I shook my head. "He keeps those in his office. Do you think this is what Moss was worked up about?"
“Probably.” He pulled out a pen and handed it to me. "Here, I'll keep watch from outside."
I gripped the pen. "What's this for?"
As I felt the weight of aluminum in my hand, I noticed the pen point. I clicked the button, which turned on a flashlight. Now, I realized Nate had handed me a tactical pen.
Someone must have stepped up their gadgets, I thought. I set my bag down and entered the shed; its interior illuminated by the glow of the flashlight.
As I searched the room, I saw nothing but tissue boxes, notebooks, and a few old ledgers strewn across the floor. If there was anything valuable in here, which I doubted, it was gone now.
"Marcus," Nate whispered. "We've got to get a move on. Security's coming."

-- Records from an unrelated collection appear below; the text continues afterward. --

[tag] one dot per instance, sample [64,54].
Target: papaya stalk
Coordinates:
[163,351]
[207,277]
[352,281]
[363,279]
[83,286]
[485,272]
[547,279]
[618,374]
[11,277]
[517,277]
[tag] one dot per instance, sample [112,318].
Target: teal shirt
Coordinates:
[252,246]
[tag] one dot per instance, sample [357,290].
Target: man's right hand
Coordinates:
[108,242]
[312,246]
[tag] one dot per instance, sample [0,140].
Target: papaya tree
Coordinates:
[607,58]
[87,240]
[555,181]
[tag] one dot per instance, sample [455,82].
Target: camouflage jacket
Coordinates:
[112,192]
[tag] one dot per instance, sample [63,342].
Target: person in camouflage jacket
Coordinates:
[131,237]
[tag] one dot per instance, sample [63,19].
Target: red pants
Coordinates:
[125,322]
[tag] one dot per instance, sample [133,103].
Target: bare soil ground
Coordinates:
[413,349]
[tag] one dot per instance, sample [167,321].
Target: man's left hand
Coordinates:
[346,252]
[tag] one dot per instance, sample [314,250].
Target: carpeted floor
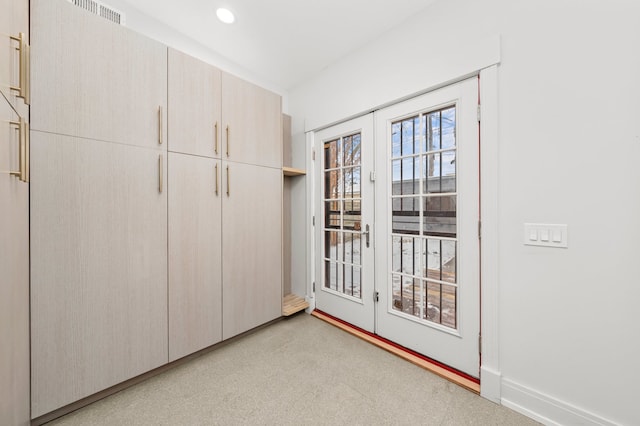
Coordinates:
[299,371]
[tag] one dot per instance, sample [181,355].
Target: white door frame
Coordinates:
[490,373]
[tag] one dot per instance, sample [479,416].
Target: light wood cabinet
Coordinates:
[98,266]
[14,20]
[252,131]
[146,246]
[103,81]
[194,106]
[14,277]
[252,246]
[195,254]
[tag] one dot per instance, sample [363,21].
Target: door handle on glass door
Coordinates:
[366,233]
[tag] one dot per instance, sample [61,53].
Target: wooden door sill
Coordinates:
[470,383]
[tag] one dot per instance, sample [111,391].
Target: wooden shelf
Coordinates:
[290,171]
[292,304]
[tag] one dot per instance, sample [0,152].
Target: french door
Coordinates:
[427,247]
[344,220]
[420,288]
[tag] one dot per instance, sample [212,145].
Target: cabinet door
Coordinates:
[14,19]
[195,273]
[98,266]
[252,247]
[14,278]
[194,106]
[252,123]
[95,79]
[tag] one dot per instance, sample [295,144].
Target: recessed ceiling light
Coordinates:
[225,15]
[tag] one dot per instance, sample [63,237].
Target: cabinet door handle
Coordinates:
[27,151]
[228,140]
[216,178]
[160,171]
[366,233]
[216,137]
[23,88]
[23,150]
[160,125]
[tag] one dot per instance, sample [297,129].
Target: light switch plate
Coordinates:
[546,235]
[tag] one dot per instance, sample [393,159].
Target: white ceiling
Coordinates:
[283,41]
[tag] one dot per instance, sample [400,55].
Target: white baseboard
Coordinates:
[546,409]
[490,384]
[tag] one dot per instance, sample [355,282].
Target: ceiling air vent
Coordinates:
[98,8]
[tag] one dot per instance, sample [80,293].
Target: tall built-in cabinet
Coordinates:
[195,205]
[98,205]
[14,213]
[156,205]
[252,206]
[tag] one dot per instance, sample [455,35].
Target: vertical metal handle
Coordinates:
[23,150]
[216,138]
[20,171]
[227,140]
[216,178]
[26,75]
[366,233]
[27,151]
[160,125]
[23,88]
[160,171]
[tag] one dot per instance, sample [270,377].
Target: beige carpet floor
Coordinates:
[298,371]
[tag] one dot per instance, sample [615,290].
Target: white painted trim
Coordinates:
[310,211]
[456,62]
[545,408]
[490,384]
[489,250]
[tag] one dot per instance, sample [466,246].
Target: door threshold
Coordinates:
[459,378]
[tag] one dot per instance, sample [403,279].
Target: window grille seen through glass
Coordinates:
[424,213]
[342,215]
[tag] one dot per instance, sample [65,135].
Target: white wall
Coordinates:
[568,152]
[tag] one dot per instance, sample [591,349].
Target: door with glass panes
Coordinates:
[427,213]
[344,221]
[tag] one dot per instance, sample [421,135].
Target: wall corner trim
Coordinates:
[490,384]
[545,408]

Exiting the booth, I saw Nate already had my bag over his shoulder. A hundred yards away, two security guards ran towards us, closing the distance too quick for my comfort.
Together, we jogged toward the parking lot. Security shouted at us to come back. But we ignored them, hoping they didn't catch a glimpse of us. No way I wanted to answer for a crime I didn't commit.
Our feet hit the parking lot, where I spotted Nate’s Jeep. Janice stood in the front seat, her arms flailing as we ran faster to reach her. “Hurry up, you two!” She shouted.
I hopped in the back of the Jeep, while Nate keyed the ignition. He peeled out of the parking lot before Janice or I could even buckle-up.